そんな彼とこの会話をきっかけで他愛のない話をしながらお酒を嗜んだ。
愚痴まではいかないが、仕事のちょっとした話、私生活の話…。
お互い、詳しいことは話さずに少し雲をのかかった会話を楽しんだ。

「…こんな、誰かとゆっくり話をしながらお酒を飲むなんて久しぶりだなぁ…。」

いい感じに体が火照ってきた頃、つい思っていた本音が口から出る。

「そうなの?お姉さん、彼氏さんとかいないんだ。」

「居たらこんなとこで1人でお酒飲んでないでしょ。
見たらわかるくせに、彼氏持ちじゃない事ぐらい。
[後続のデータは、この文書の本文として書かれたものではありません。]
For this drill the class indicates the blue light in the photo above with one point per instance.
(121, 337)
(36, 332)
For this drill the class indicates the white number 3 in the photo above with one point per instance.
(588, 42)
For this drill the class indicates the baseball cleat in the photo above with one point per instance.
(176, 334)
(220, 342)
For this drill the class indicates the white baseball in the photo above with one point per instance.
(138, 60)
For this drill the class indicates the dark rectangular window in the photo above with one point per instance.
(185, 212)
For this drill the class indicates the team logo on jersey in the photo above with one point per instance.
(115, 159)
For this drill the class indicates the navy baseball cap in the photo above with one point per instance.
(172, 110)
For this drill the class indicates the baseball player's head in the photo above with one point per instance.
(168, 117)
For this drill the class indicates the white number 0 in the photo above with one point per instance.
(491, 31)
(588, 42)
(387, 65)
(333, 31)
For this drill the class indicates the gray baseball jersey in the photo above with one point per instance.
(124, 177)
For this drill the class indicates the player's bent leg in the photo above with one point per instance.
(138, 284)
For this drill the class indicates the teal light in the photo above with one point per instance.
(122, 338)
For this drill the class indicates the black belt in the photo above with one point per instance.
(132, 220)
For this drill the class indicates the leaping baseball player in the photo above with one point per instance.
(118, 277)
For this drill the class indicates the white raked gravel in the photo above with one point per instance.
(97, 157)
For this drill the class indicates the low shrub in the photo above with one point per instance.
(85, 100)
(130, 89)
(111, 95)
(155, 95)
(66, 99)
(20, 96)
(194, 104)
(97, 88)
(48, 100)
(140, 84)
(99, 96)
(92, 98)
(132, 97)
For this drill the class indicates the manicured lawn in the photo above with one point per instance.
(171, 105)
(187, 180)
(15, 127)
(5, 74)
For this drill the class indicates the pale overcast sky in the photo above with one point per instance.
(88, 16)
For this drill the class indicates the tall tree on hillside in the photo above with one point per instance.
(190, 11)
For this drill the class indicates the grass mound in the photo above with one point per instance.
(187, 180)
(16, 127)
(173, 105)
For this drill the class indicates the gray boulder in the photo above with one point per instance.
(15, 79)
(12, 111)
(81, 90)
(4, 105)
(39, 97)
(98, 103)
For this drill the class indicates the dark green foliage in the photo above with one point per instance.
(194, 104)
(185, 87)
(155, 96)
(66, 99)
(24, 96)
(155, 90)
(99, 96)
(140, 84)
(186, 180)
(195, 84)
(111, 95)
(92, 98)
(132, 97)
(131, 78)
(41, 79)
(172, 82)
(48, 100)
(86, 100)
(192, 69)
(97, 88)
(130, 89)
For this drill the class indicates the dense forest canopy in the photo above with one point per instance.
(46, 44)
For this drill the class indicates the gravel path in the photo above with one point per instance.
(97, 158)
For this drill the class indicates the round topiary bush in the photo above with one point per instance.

」

痛いところを突かれてしまい、つい拗ねたような声が出てしまった。

「それは申し訳ないことを聞いちゃったな。
じゃあ…そのお礼に、また次もお姉さんの話聞かせてよ。仕事の愚痴でも、普段の何気ない話でも何でも。」

「え?」

思ってもみなかった提案に思わず聞き返す。

「来週の金曜日。またここで会わない?」

それは、またお酒を一緒に飲もう、という提案だった。

青年は、悪戯っぽい笑みを浮かべて私を誘っている。
この誘いに、乗ってもいいのだろうか。
彼には、なにか引き寄せられるものがある。
理由は分からない。ただ、本能として惹かれてしまう。
危険だから辞めておいた方がいい、という私も居たが、私はその自分の声に気付かないふりをして返事をした。

「わかった。じゃあ、また来週の金曜日。ここで会おっか。」

あぁ、言ってしまった。
何となく、危険と分かっていたのにも関わらず。
でも、刺激のない人生に刺激が欲しいと願ってしまった私の心も、また危険なのかもしれない。